In that event, about 70 people – including children and young adults – died in a stampede during a Christmas Eve party for the families affiliated with the Western Federation of Miners, who were on strike against the Lake Superior copper mining companies. The Pine Mountain Music Festival commissioned the opera, and it premiered in 2001.

The Children of the Keweenaw explores the human impact – the public memory – of a single, unexpected, tragic event, chronicled in newspapers and newsreels around the world and in Woody Guthrie’s famous song,” said Seitz.

“Many accounts of survivors describe a man, or men, who cried ‘Fire!’ causing the stampede. But other stories survive as well, describing everything from explicit murder of children by ‘deputies,’ to a simple linguistic misunderstanding leading to a terrible accident.


“Neither a formal inquiry by the U.S. Congress nor a local coroner’s inquest was able to arrive at a single clear account of what happened. As I began talking to descendents of victims and survivors of the party, I was moved by the passion that survived as they shared their stories. What I tried to convey was the idea that history is something that is felt deeply emotionally and is remembered in many different ways, and that the truth is the aggregate of all those different memories,” Seitz added.


Seitz’s interest to tackle the task of composing an opera came from one source in particular – his wife. 


“My wife, Christine Seitz, is an opera singer,” he explained, “and I have learned so much about opera from her.” 

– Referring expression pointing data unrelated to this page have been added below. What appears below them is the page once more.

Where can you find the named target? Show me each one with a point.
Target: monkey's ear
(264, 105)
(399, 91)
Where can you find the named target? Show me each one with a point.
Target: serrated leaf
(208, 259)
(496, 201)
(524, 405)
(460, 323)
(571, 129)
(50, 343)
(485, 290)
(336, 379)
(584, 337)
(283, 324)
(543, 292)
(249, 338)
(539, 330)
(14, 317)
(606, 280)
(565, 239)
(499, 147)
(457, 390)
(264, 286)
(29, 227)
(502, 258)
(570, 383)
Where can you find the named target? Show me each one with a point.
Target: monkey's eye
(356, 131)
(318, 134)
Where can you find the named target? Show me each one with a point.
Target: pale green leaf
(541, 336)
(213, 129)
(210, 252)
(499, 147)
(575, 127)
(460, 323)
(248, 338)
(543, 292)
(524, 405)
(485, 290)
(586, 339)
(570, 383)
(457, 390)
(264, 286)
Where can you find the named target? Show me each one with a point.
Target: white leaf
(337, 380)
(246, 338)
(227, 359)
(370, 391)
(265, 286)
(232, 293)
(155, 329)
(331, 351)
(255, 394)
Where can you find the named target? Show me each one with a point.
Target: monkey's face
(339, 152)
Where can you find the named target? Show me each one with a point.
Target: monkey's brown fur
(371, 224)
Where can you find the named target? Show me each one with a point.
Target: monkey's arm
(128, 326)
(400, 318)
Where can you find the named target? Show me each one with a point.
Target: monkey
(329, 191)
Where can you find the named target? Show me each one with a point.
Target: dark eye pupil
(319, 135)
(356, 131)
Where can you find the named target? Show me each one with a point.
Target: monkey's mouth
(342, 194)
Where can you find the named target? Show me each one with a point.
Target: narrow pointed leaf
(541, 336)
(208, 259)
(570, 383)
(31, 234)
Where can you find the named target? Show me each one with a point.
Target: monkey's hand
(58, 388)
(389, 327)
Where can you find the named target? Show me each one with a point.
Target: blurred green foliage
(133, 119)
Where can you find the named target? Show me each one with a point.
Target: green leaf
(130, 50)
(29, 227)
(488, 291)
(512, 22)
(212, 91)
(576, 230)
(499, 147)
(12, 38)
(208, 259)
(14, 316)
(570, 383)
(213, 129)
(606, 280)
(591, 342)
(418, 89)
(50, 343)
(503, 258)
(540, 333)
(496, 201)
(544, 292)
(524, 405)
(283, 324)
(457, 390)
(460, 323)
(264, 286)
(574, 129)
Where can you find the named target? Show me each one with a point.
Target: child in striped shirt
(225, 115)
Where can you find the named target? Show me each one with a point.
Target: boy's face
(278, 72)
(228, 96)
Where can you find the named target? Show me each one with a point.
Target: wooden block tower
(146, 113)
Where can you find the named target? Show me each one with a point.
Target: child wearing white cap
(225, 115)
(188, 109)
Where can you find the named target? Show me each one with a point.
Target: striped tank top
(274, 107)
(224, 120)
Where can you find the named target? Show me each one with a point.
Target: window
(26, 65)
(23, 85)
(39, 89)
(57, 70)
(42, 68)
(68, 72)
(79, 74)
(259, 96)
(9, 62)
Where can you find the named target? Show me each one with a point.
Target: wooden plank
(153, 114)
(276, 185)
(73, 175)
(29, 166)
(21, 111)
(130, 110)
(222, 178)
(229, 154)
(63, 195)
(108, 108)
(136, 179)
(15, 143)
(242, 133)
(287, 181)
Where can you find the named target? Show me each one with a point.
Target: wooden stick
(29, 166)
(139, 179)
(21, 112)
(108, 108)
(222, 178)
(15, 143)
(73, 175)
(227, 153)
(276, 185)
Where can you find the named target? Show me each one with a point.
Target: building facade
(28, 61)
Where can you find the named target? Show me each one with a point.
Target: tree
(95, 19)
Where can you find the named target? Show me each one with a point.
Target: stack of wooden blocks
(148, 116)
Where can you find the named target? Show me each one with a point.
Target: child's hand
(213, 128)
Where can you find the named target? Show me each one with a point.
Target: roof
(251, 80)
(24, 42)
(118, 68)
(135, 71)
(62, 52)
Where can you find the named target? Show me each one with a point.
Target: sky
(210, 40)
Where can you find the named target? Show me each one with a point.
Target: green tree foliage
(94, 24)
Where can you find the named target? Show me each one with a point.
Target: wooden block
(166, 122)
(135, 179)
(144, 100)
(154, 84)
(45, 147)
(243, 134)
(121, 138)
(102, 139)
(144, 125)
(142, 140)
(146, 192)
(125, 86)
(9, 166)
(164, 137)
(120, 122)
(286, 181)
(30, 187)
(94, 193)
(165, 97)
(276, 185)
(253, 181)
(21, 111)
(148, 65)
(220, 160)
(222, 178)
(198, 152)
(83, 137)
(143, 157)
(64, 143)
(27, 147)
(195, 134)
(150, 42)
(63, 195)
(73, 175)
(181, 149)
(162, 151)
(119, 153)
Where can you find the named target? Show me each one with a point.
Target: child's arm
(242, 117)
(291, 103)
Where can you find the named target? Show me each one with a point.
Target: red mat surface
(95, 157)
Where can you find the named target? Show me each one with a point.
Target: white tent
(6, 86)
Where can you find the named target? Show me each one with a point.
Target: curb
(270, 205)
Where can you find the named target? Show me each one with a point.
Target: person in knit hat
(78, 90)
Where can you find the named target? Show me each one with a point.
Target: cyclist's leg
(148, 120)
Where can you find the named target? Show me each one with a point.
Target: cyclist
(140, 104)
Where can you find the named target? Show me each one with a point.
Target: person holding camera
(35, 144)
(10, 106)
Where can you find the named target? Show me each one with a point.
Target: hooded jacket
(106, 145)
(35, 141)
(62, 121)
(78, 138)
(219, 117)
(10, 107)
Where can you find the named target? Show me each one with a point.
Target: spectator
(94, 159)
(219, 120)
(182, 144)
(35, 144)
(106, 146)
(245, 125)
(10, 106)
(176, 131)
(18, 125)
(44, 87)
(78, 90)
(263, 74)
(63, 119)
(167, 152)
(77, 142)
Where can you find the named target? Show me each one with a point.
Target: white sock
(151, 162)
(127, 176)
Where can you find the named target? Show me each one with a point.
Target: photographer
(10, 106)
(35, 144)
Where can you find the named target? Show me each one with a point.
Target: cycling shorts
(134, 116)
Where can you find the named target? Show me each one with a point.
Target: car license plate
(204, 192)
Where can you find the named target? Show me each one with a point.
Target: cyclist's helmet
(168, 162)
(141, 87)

Since 2005, Seitz’s music has been performed at various venues – both here and abroad – including the Kennedy Center Millennium Stage, the World Saxophone Congress in Lubjiana, Slovenia, the Festival Internationale del Sassofono in Faenza, Italy, the Pendulum New Music Series at the University of Colorado and the New Zealand School of Music at Wellington, to name a few.

 
“None of my family members were involved in writing music, but I started taking piano lessons when I was 5 years old,” Seitz said of his early beginnings in music. “When I started music school, I got very interested in composing and began studying many instruments with composing in mind. I took some lessons on the viola. I fell in love with that instrument. I continue to play and study it and develop it."
Seitz, standing, leads a lecture in a music class at UT Tyler
Seitz previously served as adjunct faculty and visiting professor of music theory and composition at the University of Nevada, Las Vegas and as a lecturer in music theory at the University of Wisconsin-Madison. He also taught public school orchestra students in New York and Wisconsin.


Seitz said teaching “does not get in the way” of his composing, but rather helps him. 

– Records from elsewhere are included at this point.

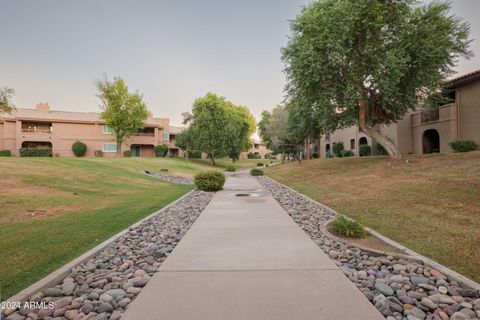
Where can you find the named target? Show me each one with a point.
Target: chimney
(42, 107)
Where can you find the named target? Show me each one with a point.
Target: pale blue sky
(172, 51)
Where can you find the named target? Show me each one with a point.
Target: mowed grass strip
(429, 203)
(54, 209)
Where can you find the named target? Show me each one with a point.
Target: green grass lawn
(54, 209)
(431, 203)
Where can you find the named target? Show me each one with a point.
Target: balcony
(36, 127)
(429, 116)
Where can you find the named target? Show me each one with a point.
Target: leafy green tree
(6, 95)
(368, 62)
(218, 127)
(124, 112)
(184, 141)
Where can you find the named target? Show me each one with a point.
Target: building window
(109, 147)
(107, 130)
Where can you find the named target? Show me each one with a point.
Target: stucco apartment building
(42, 127)
(423, 130)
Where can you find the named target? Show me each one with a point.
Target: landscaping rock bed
(173, 179)
(399, 288)
(104, 286)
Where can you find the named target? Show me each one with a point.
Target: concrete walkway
(245, 258)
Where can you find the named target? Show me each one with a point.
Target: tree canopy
(124, 112)
(368, 62)
(218, 127)
(6, 95)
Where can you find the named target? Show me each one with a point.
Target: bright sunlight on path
(245, 258)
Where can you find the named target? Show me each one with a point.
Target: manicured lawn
(431, 203)
(54, 209)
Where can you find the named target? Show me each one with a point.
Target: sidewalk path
(245, 258)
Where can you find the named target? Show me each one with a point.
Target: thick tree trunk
(375, 134)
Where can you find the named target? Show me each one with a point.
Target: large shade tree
(368, 62)
(219, 128)
(6, 96)
(124, 112)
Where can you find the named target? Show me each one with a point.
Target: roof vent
(43, 107)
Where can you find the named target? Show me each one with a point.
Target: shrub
(210, 180)
(252, 155)
(463, 145)
(347, 153)
(256, 172)
(337, 149)
(161, 150)
(5, 153)
(35, 152)
(230, 168)
(365, 150)
(194, 154)
(348, 228)
(380, 150)
(79, 149)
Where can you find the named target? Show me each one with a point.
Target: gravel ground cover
(173, 179)
(104, 286)
(399, 288)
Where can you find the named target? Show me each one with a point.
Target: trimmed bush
(79, 149)
(365, 150)
(252, 155)
(194, 154)
(210, 180)
(463, 145)
(161, 150)
(380, 150)
(230, 168)
(347, 153)
(35, 152)
(348, 228)
(256, 172)
(337, 149)
(5, 153)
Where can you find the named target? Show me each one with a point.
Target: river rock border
(102, 287)
(400, 288)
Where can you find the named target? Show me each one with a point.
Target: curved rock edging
(172, 179)
(101, 283)
(400, 289)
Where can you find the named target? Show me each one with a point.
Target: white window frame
(106, 129)
(109, 144)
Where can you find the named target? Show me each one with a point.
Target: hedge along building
(58, 130)
(424, 130)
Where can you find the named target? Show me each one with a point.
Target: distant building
(423, 130)
(58, 130)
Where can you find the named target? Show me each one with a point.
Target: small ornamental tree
(6, 95)
(124, 112)
(79, 149)
(369, 62)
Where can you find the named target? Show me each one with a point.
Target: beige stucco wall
(343, 135)
(446, 126)
(468, 98)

“You would think that if you could just write music 12 hours a day, that this would be some sort of ideal,” Seitz said with a laugh. “It turns out that, when you do have times like that, you can’t possibly work all day. And I find that exploring  fundamental musical issues with students keeps me aware of the certain fundamental aspects of music that makes it go.” 


At UT Tyler, Seitz teaches courses in music theory, musicianship and applied composition.

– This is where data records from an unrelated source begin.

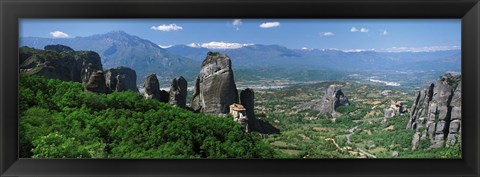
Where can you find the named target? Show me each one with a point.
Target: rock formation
(164, 96)
(60, 62)
(215, 88)
(178, 92)
(121, 79)
(90, 62)
(238, 113)
(436, 112)
(96, 83)
(247, 100)
(58, 48)
(332, 99)
(152, 87)
(394, 109)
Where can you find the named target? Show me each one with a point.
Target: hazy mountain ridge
(258, 61)
(274, 55)
(118, 48)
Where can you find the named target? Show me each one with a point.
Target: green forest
(59, 120)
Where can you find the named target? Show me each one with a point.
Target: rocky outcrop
(164, 96)
(436, 113)
(152, 87)
(58, 48)
(215, 88)
(60, 62)
(238, 113)
(90, 62)
(178, 92)
(96, 83)
(247, 97)
(121, 79)
(394, 109)
(332, 99)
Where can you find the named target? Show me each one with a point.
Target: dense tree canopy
(59, 120)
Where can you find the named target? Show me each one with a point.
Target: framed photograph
(239, 88)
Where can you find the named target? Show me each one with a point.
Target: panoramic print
(240, 88)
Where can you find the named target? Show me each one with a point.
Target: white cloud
(385, 33)
(358, 50)
(353, 29)
(165, 27)
(59, 34)
(363, 30)
(421, 49)
(165, 46)
(236, 22)
(269, 24)
(218, 45)
(328, 34)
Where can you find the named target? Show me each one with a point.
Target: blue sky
(342, 34)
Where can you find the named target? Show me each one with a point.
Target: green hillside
(59, 120)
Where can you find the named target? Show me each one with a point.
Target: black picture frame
(12, 10)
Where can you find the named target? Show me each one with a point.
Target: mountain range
(257, 61)
(118, 48)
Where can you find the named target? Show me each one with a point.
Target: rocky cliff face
(60, 62)
(436, 113)
(178, 92)
(332, 99)
(152, 87)
(247, 97)
(96, 83)
(121, 79)
(215, 88)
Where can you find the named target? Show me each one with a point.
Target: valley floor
(360, 132)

Seitz holds a D.M.A. in composition and a master of music degree in music theory, both from the University of Wisconsin-Madison. From Columbia University, he holds a master of arts degree in gifted education/music, a program that combined study of cognition, composition and teaching practice at the High School of Music and Art in New York.

One of the 15 campuses of the UT System, UT Tyler offers excellence in teaching, research, artistic performance and community service. Nearly 90 undergraduate and graduate degrees are available at UT Tyler, which has an enrollment of more than 6,000 high-ability students at its campuses in Tyler, Longview and Palestine.